Кто-то постучал в дверь. Сеня приоткрыл глаза и увидел, как осторожно, чтобы не загреметь, мать приподняла задвижку и впустила в дом Нину. И, хотя Нина никогда не приходила к ним, Сеня не удивился, словно ждал её.
— Меня мама до вас прислала, — шёпотом сказала Нина и покосилась на кровать, где лежал Сеня, — Соли у нас ни крупиночки нету. Одолжайте чуток.
— Соли? — спросила мать, хотела ещё что-то сказать, но раздумала и пошла на кухню, принесла пакет. — Недавно покупали будто? Рыбу солите, что ли?

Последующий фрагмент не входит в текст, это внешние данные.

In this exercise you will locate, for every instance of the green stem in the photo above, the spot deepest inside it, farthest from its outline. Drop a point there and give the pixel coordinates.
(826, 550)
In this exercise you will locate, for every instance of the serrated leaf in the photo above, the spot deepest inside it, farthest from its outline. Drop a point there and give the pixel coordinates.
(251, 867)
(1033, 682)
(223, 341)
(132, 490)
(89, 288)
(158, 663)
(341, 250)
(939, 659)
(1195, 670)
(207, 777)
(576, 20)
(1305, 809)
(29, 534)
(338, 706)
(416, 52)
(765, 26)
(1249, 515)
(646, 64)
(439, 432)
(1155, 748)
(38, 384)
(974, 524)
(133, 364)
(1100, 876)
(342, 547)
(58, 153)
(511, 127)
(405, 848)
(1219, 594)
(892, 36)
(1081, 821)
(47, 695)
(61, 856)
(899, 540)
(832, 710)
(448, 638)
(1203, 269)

— Что вы, — махнула рукой Нина и стала смотреть в окно пристально, словно разглядывала что-то на улице. — Как летом купили, так всё и держалась. А теперь уже в город не выберешься: рыба идёт и идёт. Ну, спасибочко. — Она подошла к двери, остановилась. — Афанасию Ивановичу-то грудь вчера баркасом разворотило, страшно, говорят. Думали, не отойдёт, захворает. А к вам шла, смотрю — идёт бригадир, на палочку опирается, бледный, но так ничего, весёлый, шутки всё шутит. А ваш-то, значит, лежит, захворал?
Мать улыбнулась:
— Ничего, теперь полегчало.
Нина хотела ещё что-то сказать, но взглянула в окно, увидела входившего во двор бригадира, смутилась и быстро пошла к двери:
— Ну, спасибочко, как купим — отдадим соль-то…
— Ладно, не пропадёт.
Сеня видел в окно, как Нина бежала по дороге, как мать о чём-то говорила во дворе с бригадиром. Потом они вошли в комнату, и Афанасий Иванович присел к столу, поставив между ногами большую суковатую палку. Дышал он тяжело, со свистом, лицо было бледным, осунувшимся.
— Ну, здорово, рыбачина! Как настроение-то?

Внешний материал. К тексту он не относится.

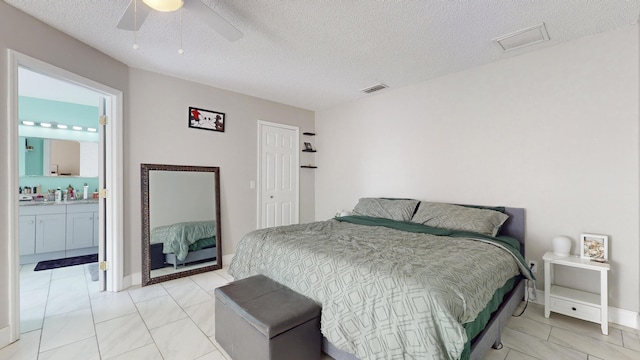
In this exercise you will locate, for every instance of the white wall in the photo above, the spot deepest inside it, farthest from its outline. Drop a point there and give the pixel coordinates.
(157, 133)
(554, 131)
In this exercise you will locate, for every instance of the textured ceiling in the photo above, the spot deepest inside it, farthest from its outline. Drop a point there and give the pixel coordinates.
(316, 54)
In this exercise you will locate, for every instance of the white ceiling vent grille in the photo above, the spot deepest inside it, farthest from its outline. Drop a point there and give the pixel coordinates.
(521, 38)
(374, 88)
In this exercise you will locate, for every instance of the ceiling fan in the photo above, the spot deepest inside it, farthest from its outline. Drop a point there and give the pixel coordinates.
(138, 10)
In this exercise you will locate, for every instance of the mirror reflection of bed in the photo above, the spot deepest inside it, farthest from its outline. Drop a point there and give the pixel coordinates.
(181, 217)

— Ничего, — устало ответил Сеня.
Бригадир засмеялся.
— Вот ты и побывал, брат, в штормяке — исполнилось твоё желание. Доволен, а? Должен быть доволен, у тебя ведь сегодня вроде праздника.
Сеня молчал, угрюмо сдвинув брови. «Ничего себе праздник», — подумал он, а бригадир, словно угадав его мысли, проговорил:
— А как же, милый, боевое крещение получил, не шутка. Главное — не подкачал. А я уж думал, сбежит мой Сенька, осрамит бригаду. Нет, смотрю, барахтается назад. Молодец, получится из тебя рыбак. А я ведь сейчас за тобой зашёл. Пойдём на бережок, наши-то уже все в море, одни мы с тобой тут. Там скорее отойдёшь. Я вот чуток прошёлся, и полегчало. Пошли.
Сеня молча стал натягивать сапоги. Ему совсем не хотелось идти к морю, о котором он думал сейчас почти с ненавистью.